March 2, 2012


Reuters reports that Goldman Sachs is planning to add 300 new employees to its already growing office in the Utah state capital—and these new hires will earn at least 150 percent of the average local salary. Of course, Goldman isn’t doing this out of the goodness of its heart. The state government, seizing the opportunity to boost the city’s economy, has offered it millions of dollars in tax breaks to expand its operations there. Even without those incentives, the move arguably makes economic sense for the firm.

This is big news, going far beyond a few hundred bankers, Salt Lake City, or the Occupy encampments in New York. As we’ve noted, when bankers hurt, New York hurts. Sky-high salaries and bonuses in the financial sector have generated justified indignation, but they have also provided a significant chunk of city and state tax revenues. Without that money, it is hard to see how New York can continue to pay for the bloated blue institutions on which so many of the city’s poor and middle income workers rely.

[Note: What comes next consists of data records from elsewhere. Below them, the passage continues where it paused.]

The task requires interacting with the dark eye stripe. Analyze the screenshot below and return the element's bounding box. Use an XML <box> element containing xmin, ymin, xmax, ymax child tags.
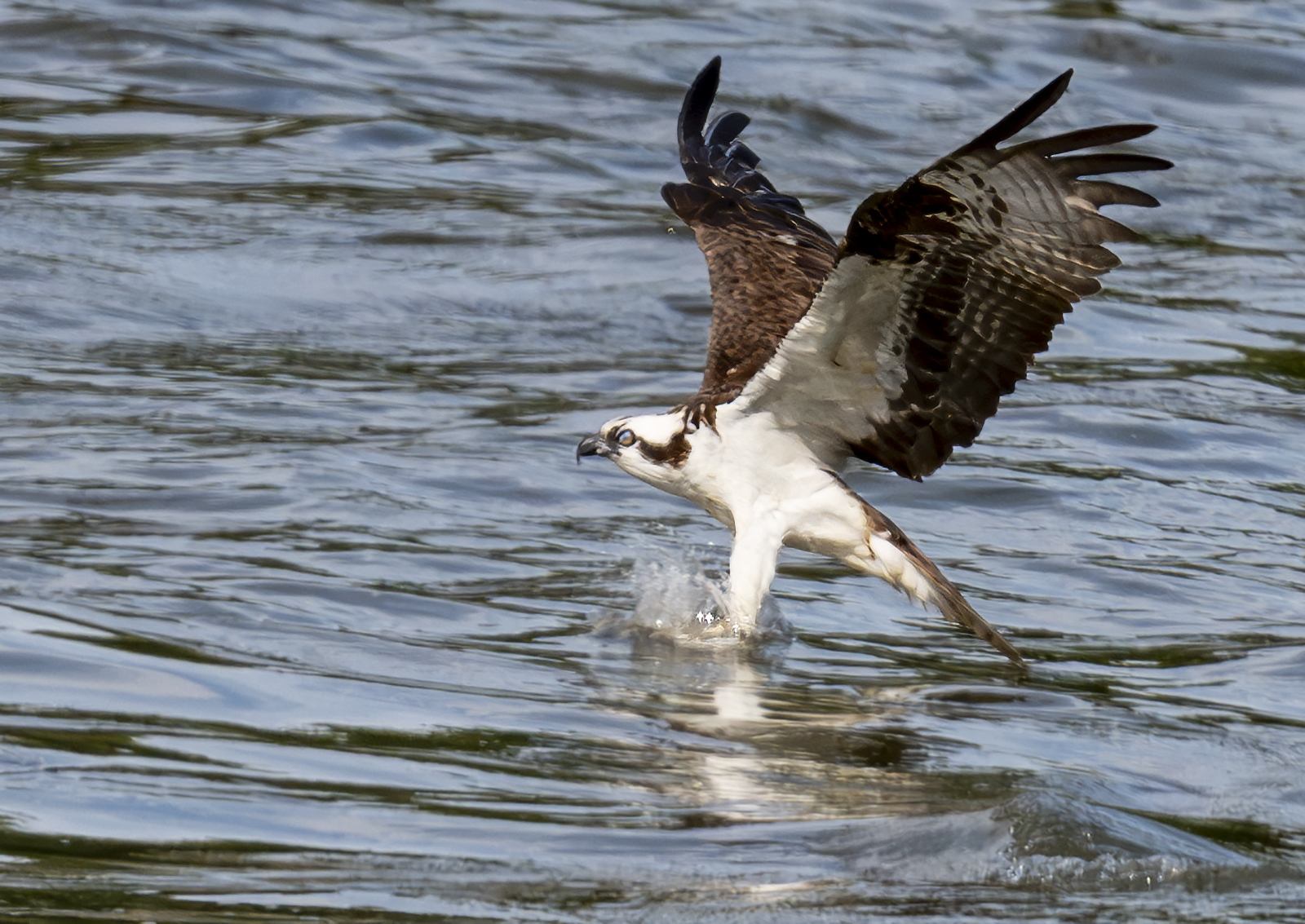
<box><xmin>639</xmin><ymin>431</ymin><xmax>690</xmax><ymax>469</ymax></box>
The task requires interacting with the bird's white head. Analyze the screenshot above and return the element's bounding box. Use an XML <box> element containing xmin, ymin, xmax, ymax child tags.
<box><xmin>576</xmin><ymin>407</ymin><xmax>698</xmax><ymax>493</ymax></box>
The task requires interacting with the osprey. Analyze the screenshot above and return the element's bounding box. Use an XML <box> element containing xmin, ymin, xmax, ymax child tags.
<box><xmin>576</xmin><ymin>57</ymin><xmax>1173</xmax><ymax>665</ymax></box>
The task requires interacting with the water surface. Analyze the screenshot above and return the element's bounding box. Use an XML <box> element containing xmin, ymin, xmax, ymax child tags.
<box><xmin>0</xmin><ymin>0</ymin><xmax>1305</xmax><ymax>922</ymax></box>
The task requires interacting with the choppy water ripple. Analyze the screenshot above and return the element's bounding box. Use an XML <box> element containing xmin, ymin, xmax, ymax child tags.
<box><xmin>0</xmin><ymin>0</ymin><xmax>1305</xmax><ymax>922</ymax></box>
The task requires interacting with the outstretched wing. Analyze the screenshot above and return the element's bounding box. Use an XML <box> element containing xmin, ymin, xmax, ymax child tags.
<box><xmin>661</xmin><ymin>57</ymin><xmax>837</xmax><ymax>406</ymax></box>
<box><xmin>737</xmin><ymin>70</ymin><xmax>1173</xmax><ymax>480</ymax></box>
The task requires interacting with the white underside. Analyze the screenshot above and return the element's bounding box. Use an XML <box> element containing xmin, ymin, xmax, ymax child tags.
<box><xmin>617</xmin><ymin>405</ymin><xmax>935</xmax><ymax>634</ymax></box>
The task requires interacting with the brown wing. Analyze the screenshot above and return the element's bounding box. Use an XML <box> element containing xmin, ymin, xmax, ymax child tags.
<box><xmin>740</xmin><ymin>72</ymin><xmax>1173</xmax><ymax>480</ymax></box>
<box><xmin>661</xmin><ymin>57</ymin><xmax>835</xmax><ymax>407</ymax></box>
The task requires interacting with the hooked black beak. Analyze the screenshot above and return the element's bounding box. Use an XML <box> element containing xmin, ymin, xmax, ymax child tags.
<box><xmin>576</xmin><ymin>433</ymin><xmax>612</xmax><ymax>465</ymax></box>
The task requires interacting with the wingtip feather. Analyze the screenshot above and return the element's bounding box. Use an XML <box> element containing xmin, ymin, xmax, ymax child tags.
<box><xmin>954</xmin><ymin>68</ymin><xmax>1074</xmax><ymax>155</ymax></box>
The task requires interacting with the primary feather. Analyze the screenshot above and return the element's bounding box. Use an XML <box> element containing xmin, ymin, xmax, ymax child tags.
<box><xmin>579</xmin><ymin>57</ymin><xmax>1172</xmax><ymax>663</ymax></box>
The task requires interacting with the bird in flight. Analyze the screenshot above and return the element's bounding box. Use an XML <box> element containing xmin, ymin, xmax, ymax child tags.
<box><xmin>576</xmin><ymin>57</ymin><xmax>1173</xmax><ymax>667</ymax></box>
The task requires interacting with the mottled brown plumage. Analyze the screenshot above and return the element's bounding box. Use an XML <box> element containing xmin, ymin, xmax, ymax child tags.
<box><xmin>661</xmin><ymin>57</ymin><xmax>835</xmax><ymax>409</ymax></box>
<box><xmin>661</xmin><ymin>59</ymin><xmax>1172</xmax><ymax>479</ymax></box>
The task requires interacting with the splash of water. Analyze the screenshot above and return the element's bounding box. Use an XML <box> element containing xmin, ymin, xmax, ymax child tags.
<box><xmin>595</xmin><ymin>548</ymin><xmax>791</xmax><ymax>645</ymax></box>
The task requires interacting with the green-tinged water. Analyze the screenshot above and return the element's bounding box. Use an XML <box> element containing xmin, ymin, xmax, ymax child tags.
<box><xmin>0</xmin><ymin>0</ymin><xmax>1305</xmax><ymax>924</ymax></box>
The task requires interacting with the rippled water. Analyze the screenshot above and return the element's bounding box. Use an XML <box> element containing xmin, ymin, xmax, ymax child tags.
<box><xmin>0</xmin><ymin>0</ymin><xmax>1305</xmax><ymax>922</ymax></box>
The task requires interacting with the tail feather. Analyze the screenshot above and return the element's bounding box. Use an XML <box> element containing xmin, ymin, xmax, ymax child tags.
<box><xmin>861</xmin><ymin>500</ymin><xmax>1029</xmax><ymax>670</ymax></box>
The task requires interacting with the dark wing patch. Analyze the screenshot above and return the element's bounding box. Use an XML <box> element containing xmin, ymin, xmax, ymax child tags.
<box><xmin>744</xmin><ymin>72</ymin><xmax>1172</xmax><ymax>479</ymax></box>
<box><xmin>661</xmin><ymin>57</ymin><xmax>835</xmax><ymax>413</ymax></box>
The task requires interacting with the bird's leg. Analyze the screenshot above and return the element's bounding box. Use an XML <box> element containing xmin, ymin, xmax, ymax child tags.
<box><xmin>726</xmin><ymin>515</ymin><xmax>783</xmax><ymax>635</ymax></box>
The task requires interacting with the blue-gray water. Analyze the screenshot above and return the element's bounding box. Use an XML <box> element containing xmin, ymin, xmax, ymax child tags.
<box><xmin>0</xmin><ymin>0</ymin><xmax>1305</xmax><ymax>922</ymax></box>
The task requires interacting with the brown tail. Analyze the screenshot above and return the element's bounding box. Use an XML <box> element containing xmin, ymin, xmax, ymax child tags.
<box><xmin>861</xmin><ymin>500</ymin><xmax>1029</xmax><ymax>670</ymax></box>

In the ongoing aftermath of the financial crisis, Wall Street is already shrinking on its own, without any outside help. But as other cash-strapped states catch on to this fact and lay out the welcome mat for disgraced firms, the drain may accelerate accelerate.

Lots of cities will be happy to get these businesses, and with modern technology there’s no real reason for them to stay in New York City if it’s an unhappy environment.